The Living Wage for Families campaign found that working people in Kelowna would need to earn at least $18.49 an hour in order to meet the most basic costs of raising two children. (Black Press File Photo)

The Living Wage for Families campaign found that working people in Kelowna would need to earn at least $18.49 an hour in order to meet the most basic costs of raising two children. (Black Press File Photo)

Living wage over $3 higher than minimum wage in Kelowna: report

Report suggests people living in Kelowna need to earn $18.49 hourly to cover essential costs

A new study found that the provincial minimum wage is not enough for a family of four to comfortably live in Kelowna.

The Living Wage for Families campaign found that working people in Kelowna would need to earn at least $18.49 an hour in order to meet the most basic costs of raising two children. That is higher than the provincial minimum wage, which is currently at $15.20.

“Families that grew up in poverty often have children that grow up in poverty, and these children end up living in poverty as adults themselves,” said campaign spokesperson Anastasia French. “One way to address working poverty is to ensure that families earn a living wage.”

The rate is calculated based on the cost of essentials like food, transportation, childcare and rent once government taxes, credits, deductions and subsidies have been taken into account.

Rent and childcare are the highest expenses for families in the city, according to French. An October 2021 rent report by Zumper found the average rent for a one-bedroom apartment is $1,610 a month while the average rent for a two-bedroom apartment is $2,180 a month. Childcare can cost more than $1,000 a month depending on the daycare centre. The combination of those two costs alone is more than what a person working full-time at a minimum wage job makes before deductions, roughly $2,432 a month.

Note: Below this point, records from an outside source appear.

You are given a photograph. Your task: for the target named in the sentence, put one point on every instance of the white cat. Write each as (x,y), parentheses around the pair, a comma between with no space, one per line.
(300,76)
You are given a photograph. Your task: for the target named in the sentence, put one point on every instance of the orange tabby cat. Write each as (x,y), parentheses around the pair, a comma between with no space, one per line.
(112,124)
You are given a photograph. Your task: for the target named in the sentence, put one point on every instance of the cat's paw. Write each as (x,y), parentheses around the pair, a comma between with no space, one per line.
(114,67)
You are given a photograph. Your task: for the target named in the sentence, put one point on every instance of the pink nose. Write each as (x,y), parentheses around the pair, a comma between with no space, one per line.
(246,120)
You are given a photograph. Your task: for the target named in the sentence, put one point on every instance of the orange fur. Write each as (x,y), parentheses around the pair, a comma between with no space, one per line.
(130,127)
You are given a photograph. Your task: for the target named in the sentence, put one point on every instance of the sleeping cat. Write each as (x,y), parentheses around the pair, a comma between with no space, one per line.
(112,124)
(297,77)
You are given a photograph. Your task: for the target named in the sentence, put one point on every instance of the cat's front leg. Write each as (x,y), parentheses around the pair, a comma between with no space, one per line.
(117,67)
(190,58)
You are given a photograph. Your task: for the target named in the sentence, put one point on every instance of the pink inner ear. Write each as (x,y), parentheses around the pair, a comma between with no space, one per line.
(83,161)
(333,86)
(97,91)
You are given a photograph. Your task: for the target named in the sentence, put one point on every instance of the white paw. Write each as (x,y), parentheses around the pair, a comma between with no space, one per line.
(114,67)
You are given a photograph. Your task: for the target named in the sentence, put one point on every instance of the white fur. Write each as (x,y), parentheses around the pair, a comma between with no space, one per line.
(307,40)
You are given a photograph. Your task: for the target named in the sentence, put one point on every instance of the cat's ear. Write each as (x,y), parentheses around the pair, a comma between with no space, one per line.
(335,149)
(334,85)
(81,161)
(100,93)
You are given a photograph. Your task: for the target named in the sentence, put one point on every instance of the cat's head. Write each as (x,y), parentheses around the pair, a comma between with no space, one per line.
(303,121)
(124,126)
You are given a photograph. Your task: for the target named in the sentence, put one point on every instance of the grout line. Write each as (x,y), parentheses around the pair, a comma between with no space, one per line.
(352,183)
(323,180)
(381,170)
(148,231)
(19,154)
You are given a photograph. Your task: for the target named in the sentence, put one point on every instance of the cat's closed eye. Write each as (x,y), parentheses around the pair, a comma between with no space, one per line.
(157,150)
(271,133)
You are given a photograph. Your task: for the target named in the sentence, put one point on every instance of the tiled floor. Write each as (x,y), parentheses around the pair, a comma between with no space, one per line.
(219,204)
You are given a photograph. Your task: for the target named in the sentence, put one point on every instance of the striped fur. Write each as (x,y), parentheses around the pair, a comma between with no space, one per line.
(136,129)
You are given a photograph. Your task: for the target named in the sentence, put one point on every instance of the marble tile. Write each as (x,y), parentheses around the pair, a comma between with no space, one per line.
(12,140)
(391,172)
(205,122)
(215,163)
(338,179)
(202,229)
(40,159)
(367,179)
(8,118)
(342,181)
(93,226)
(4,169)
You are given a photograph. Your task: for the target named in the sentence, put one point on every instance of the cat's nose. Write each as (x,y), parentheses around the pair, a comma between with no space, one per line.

French said the gap between the minimum and living wages means a working parent often has to make sacrifices in order to make ends meet. This disproportionately affects marginalized communities: research by the Canadian Centre for Policy Alternatives suggests that racialized workers, women and single parents often work in minimum wage jobs in industries considered essential during the pandemic.

“A working parent often has to work an extra couple of hours a week and even get multiple jobs, in order to make ends meet. That’s time they’re not spending with their families. That’s time they’re not spending in their communities. That has a significant impact,” she said.

But there is hope for the future. More and more employers in the province have committed to paying their employees a living wage, according to French. The John Howard Society of Central and South Okanagan is listed as a living wage employer on the Living Wage for Families BC website.

“Everyone benefits when they can earn a living wage, and we encourage employers to pay all their staff a living wage, not just those with children. We don’t know the individual circumstances that someone is living in,” said French.